What a healthy latency budget looks like
A defensible P95 budget for a production RAG pipeline targeting interactive chat is roughly: 20 ms query embedding, 25 ms vector retrieval, 300 ms rerank, 400 ms LLM first-token, 50 ms network and orchestration overhead. That is 795 ms to first token, which is the threshold where users start perceiving a system as “thinking” rather than “responding”. Any budget that allocates more than 400 ms to the reranker is asking to be missed the first week the corpus grows.

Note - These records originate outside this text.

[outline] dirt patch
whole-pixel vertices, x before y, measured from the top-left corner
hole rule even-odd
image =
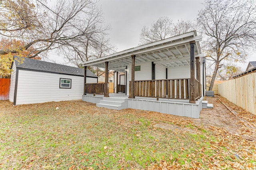
[[[211,127],[223,128],[232,134],[239,135],[246,139],[256,139],[255,129],[245,126],[221,103],[219,100],[220,98],[218,96],[207,97],[206,99],[208,103],[213,104],[213,109],[202,109],[200,118],[191,119],[191,121],[194,124],[205,128],[210,128]],[[247,114],[252,115],[249,113]]]
[[[188,132],[191,134],[196,134],[196,133],[191,129],[186,127],[182,127],[174,125],[171,125],[164,123],[156,124],[154,126],[155,127],[159,127],[166,130],[171,130],[173,131],[181,130],[184,132]]]

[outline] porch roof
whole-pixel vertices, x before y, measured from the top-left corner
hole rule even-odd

The tricky part is that reranker latency is not constant — it scales with k, with passage length, and with whether the JIT compilation has warmed up. Cold-start numbers from a fresh container can be 3–5× the steady-state numbers for the first dozen requests. If you do not warm the model on container boot, the first user after an autoscaler scale-up will see the worst latency of the day. A simple warmup loop that runs ten dummy queries at startup removes that spike entirely.
Measuring the right thing
Teams usually measure average latency and ship when it looks acceptable. Average is the wrong metric for a reranker because the distribution is bimodal: cache-hot requests are fast, cache-cold requests are slow, and averages hide the cold ones. Track P95 and P99, segmented by candidate-set size, and set your alerts on P95. The LlamaIndex postprocessor module exposes timing hooks you can wire into your observability stack without writing custom instrumentation.
One last thing worth knowing: reranker latency under concurrent load is worse than single-request benchmarks suggest, because Python’s GIL serializes the tokenization step even when the model forward pass releases it. If your reranker is hit by ten concurrent users, you are effectively serializing ten tokenization passes before any model work happens. The fix is to run the reranker behind a dedicated inference server (Triton, vLLM’s OpenAI-compatible router, or a simple FastAPI worker with --workers set to match your CPU count) rather than in the same Python process as your application server.
The single decision that determines whether your rag reranker latency production story is a win or a demo disaster is how early you measure it on representative data. Do the measurement before the pilot, not after the CFO asks why the chat box has been spinning for three seconds. If the number is bad, cut k, shorten passages, and switch to ONNX — in that order — before you buy hardware.
References
- BAAI bge-reranker-v2-m3 model card — documents max_length, training context, and the model architecture used in the CPU benchmark and the code example.
- Cohere Rerank documentation — source for the managed-API latency budget and candidate-set size limits cited in the “move off CPU” section.
- NVIDIA Triton Inference Server model configuration guide — supports the recommendation to use dynamic batching when moving a reranker onto a GPU.
- Hugging Face Optimum ONNX Runtime guide — documents the ORTModelForSequenceClassification export path used in the code sample.
- LlamaIndex postprocessor source — reference for the timing hooks mentioned in the measurement section.
- Sentence-Transformers cross-encoder documentation — authoritative reference for cross-encoder scoring and the baseline PyTorch path this article recommends replacing.